Die meisten Vitamine aus der B-Gruppe werden, wie bereits erwähnt, vom Kaninchen selbst im Blinddarm produziert und dann mit dem Weichkot (Blinddarmkot) aufgenommen. Auch das für uns Menschen so wichtige Vitamin C muss dem Kaninchen nicht zugefüttert werden. Es wird ebenfalls über den Stoffwechsel synthetisiert.

Vitamin D regelt den Kalkstoffwechsel. Bei Vitamin D sind bei Überversorgung als einzigem Vitamin Störungen (Verkalkung der Nierenkanäle) aufgetreten, insbesondere bei Angorakaninchen. Andererseits wurde ein höherer Bedarf an Vitamin B bei Rexkaninchen festgestellt. Für die Produktion von Vitamin D ist das Kaninchen auf die Bestrahlung mit UV-Licht angewiesen. Daher kann es in Innenställen, insbesondere im Winter, zu rachitischen Veränderungen bei den Jungtieren kommen.

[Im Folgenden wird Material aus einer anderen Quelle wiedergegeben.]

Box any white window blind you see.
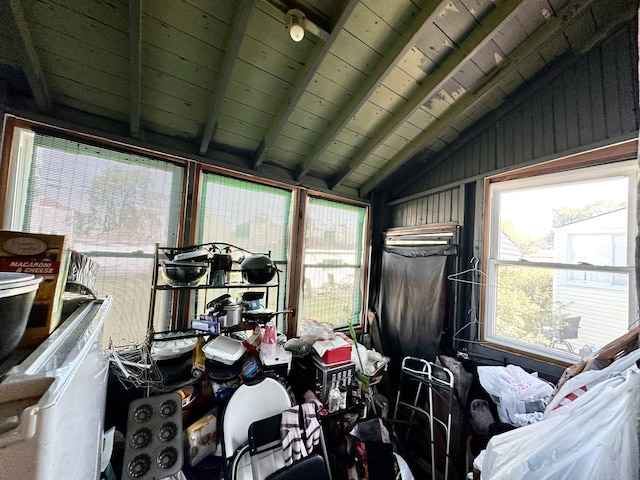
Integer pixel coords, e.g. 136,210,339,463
9,133,184,345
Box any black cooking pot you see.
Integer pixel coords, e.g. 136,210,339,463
240,253,277,284
211,253,233,272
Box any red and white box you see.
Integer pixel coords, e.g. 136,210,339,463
313,333,353,365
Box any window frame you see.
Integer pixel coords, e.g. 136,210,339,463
478,140,640,365
291,190,371,335
0,113,371,344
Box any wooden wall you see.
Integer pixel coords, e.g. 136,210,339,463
387,19,639,228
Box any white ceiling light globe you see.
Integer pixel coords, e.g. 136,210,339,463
289,24,304,42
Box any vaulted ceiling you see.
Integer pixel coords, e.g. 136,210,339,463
0,0,638,197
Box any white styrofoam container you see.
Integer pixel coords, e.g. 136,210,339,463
202,335,247,365
0,297,111,480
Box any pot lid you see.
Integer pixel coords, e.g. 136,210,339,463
240,253,275,270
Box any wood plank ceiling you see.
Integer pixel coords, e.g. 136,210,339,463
0,0,638,197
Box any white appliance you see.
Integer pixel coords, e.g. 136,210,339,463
0,296,112,480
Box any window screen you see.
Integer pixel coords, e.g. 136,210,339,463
299,196,367,327
9,131,184,345
198,173,293,322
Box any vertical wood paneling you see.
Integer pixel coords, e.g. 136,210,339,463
496,119,506,168
551,77,567,152
602,35,622,137
531,91,544,158
575,58,593,145
498,112,515,167
541,88,556,155
587,48,607,141
563,65,580,148
522,98,534,162
616,23,638,132
510,108,524,165
467,141,480,177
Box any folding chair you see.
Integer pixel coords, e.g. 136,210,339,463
242,404,331,480
221,377,291,480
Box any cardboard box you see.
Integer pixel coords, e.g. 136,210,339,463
313,333,353,364
185,413,222,466
0,230,70,346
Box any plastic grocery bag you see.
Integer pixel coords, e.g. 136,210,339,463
544,344,640,417
481,366,640,480
478,365,553,427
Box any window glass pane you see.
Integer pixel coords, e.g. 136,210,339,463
196,173,293,330
492,265,629,356
299,197,366,327
498,178,628,265
485,162,637,361
11,134,183,345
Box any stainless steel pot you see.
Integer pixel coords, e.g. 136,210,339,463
218,303,244,327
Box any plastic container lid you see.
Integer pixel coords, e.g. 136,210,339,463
202,335,247,365
151,337,198,360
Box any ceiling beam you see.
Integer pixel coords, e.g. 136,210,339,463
6,0,52,112
253,0,358,170
200,0,256,155
324,0,521,187
296,2,439,180
129,0,142,138
360,0,595,196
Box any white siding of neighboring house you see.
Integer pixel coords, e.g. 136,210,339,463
553,209,629,348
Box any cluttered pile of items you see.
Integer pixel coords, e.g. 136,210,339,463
105,310,389,480
470,327,640,480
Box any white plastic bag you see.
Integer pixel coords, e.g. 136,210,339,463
478,365,553,427
481,367,640,480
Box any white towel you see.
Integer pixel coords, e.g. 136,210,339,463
280,406,307,466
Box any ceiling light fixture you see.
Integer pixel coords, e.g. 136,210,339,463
286,8,307,42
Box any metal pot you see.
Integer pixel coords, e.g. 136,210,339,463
211,253,233,272
218,303,244,327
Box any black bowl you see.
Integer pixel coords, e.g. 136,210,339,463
161,262,209,287
0,272,42,362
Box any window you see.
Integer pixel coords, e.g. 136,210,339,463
0,121,376,346
5,129,184,345
298,196,368,328
484,156,638,361
197,173,293,330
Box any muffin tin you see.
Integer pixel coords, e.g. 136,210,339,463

Vitamin E kommt in fast allen Pflanzen vor, insbesondere in Getreidekeimlingen. Bei Grünfütterung kann kein Mangel auftreten. Das Vitamin E wird zu Recht als „Fruchtbarkeitsvitamin" bezeichnet. Bei Leberkokzidiose wurde ein erhöhter Bedarf festgestellt.

Lebenswichtiges Wasser

Noch ein paar Worte zur Wasserversorgung. Entgegen der landläufigen Meinung, bei Grünfuttergaben brauche das Kaninchen kein zusätzliches Wasser, ist die Versorgung des Kaninchens mit Wasser sehr wichtig. Der Bedarf ist natürlich je nach Art der Fütterung sehr unterschiedlich, doch ist die Bereitstellung von Wasser unerlässlich. Insbesondere im Sommer und während der Trächtigkeit ist auf ausreichende Wasserversorgung zu achten. Während der Säugeperiode ist der Bedarf der Häsin ausgesprochen groß und kann bei großen Würfen und Trockenfutter auf bis zu 2,5 l pro Tag ansteigen.

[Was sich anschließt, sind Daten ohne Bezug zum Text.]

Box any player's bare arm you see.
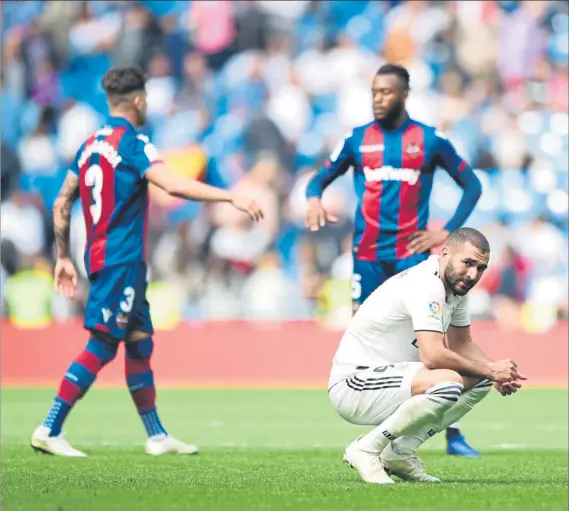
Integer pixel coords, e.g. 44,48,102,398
146,164,264,222
415,330,526,383
53,171,79,298
305,197,338,231
407,229,450,254
447,325,493,364
447,325,526,396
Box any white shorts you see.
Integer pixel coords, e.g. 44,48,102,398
328,362,423,426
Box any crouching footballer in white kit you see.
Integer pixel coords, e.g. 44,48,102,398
328,228,526,484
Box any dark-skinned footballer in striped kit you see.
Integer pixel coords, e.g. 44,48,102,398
306,64,482,456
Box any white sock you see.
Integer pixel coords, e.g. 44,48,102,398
358,382,463,455
392,380,492,455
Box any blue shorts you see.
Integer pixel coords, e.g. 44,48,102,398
84,263,154,340
352,253,429,312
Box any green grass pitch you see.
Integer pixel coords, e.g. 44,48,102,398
1,388,568,511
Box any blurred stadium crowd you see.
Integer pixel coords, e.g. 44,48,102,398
1,0,569,330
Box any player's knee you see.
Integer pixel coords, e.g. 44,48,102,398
411,368,464,396
86,338,119,364
125,337,154,358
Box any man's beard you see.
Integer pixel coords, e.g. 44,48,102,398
377,101,405,129
445,261,474,296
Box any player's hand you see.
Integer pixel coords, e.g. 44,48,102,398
304,197,338,232
494,381,522,396
231,195,265,222
54,257,77,298
407,229,450,254
488,358,527,383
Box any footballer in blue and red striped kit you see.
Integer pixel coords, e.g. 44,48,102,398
306,64,482,455
31,67,263,456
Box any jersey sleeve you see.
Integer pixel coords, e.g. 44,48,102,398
67,144,85,176
403,278,445,334
450,295,470,327
435,131,482,232
306,132,355,199
119,135,163,178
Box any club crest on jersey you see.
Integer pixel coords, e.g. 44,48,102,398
78,140,122,168
429,301,441,316
406,142,421,158
117,312,128,329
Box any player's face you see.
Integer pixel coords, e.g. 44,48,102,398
443,243,490,296
371,75,407,121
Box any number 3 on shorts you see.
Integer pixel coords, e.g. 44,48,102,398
352,273,362,300
120,286,135,314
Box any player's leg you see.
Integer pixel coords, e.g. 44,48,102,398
359,367,464,456
329,362,423,484
352,259,387,314
125,265,198,455
31,270,120,456
386,378,492,462
396,254,480,456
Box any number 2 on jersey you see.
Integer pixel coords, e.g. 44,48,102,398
85,165,103,225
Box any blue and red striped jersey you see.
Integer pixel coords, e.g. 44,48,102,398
306,118,482,261
71,117,161,275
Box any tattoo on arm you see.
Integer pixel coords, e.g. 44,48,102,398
53,172,79,258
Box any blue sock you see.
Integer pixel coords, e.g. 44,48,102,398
42,339,118,436
138,408,168,436
125,337,168,436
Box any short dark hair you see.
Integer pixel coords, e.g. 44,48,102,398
375,64,410,90
448,227,490,254
101,66,146,104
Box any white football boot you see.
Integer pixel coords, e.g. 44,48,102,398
146,435,199,456
31,426,87,458
381,444,441,483
344,438,395,484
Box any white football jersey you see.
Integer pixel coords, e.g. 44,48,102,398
329,255,470,387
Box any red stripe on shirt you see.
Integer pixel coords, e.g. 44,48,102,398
357,123,383,261
395,124,425,259
90,128,126,273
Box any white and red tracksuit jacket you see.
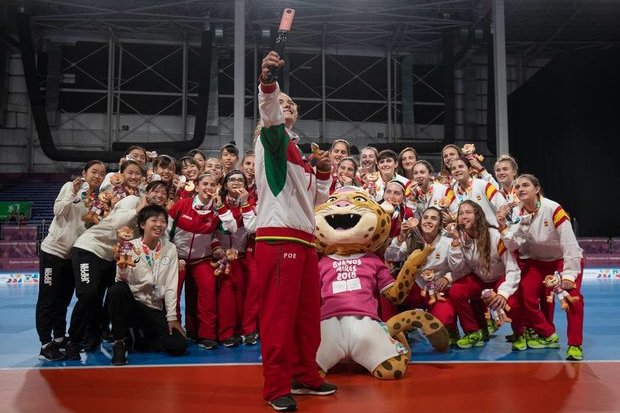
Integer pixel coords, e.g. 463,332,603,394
216,200,256,253
502,198,583,282
452,178,506,227
168,198,237,261
446,228,521,299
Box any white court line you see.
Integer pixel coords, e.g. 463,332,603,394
0,360,620,371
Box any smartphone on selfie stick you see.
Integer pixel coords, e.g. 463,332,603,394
267,9,295,82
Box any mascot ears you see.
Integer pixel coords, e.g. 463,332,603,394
335,185,360,194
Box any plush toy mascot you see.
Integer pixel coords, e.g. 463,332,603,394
315,187,448,379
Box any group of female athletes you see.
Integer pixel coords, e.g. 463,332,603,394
36,120,583,364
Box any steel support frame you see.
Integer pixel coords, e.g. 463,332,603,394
492,0,510,155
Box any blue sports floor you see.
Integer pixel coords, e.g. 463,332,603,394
0,277,620,369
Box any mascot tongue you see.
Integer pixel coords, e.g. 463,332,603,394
325,214,362,231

Wichtig ist aber auch, dass das Wasser immer frisch ist. Die Zugabe von einem Esslöffel Obstessig auf 10 l Wasser verhindert ein schnelles Veralgen und fördert auch die Fresslust der Kaninchen.

Geschmackssache

Jeder, der mehrere Kaninchen hält, wird sehr bald feststellen, dass sie alle individuell verschieden sind, auch bei der Futteraufnahme. Immer wieder gibt es Fälle, in denen ein Kaninchen ein ganz bestimmtes Futter nicht frisst. Vor einigen Jahren hatte ich z. B. ein Kaninchen, das lieber den Hungertod gestorben wäre, bevor es gekochte Kartoffeln gefressen hätte. Von anderen habe ich schon gehört, dass ihre Kaninchen keine Karotten fressen würden.

Andererseits fressen Kaninchen Pflanzen und Früchte, die man in keiner Futtermittelaufstellung findet: Bananen, Pfirsiche, Nektarinen, Kiwis (nicht viel und auch nicht alle sehr gern), fast alle Küchenkräuter. Man sollte sich auch nicht unbedingt von seinem eigenen Geschmack leiten lassen. So fressen meine Kaninchen mit Vorliebe Zuckerhut und Radicchio. Und zwar roh, nicht handwarm gewaschen, um einen großen Anteil der Bitterstoffe herauszuspülen.

Schlussbetrachtung

Auch wenn es nach den vorhergehenden Aussagen vielleicht so aussieht: Die Fütterung von Kaninchen ist nicht kompliziert. Einige Punkte sollte man dennoch beachten, daher legte ich auch weniger Wert auf die Inhaltsstoffe der einzelnen Futtermittel, sondern mehr auf die Gesamtzusammenhänge der Verdauung und Fütterung.

„ Das Auge des Herrn füttert das Vieh", ist schon eine alte Weisheit. Um das praktizieren zu können, muss man die Abläufe der Futterverwertung und auch seine Tiere kennen. Es sollte für den Züchter zur Übung werden, seine Tiere selbst, den Kot und auch die Fresslust genau zu beobachten.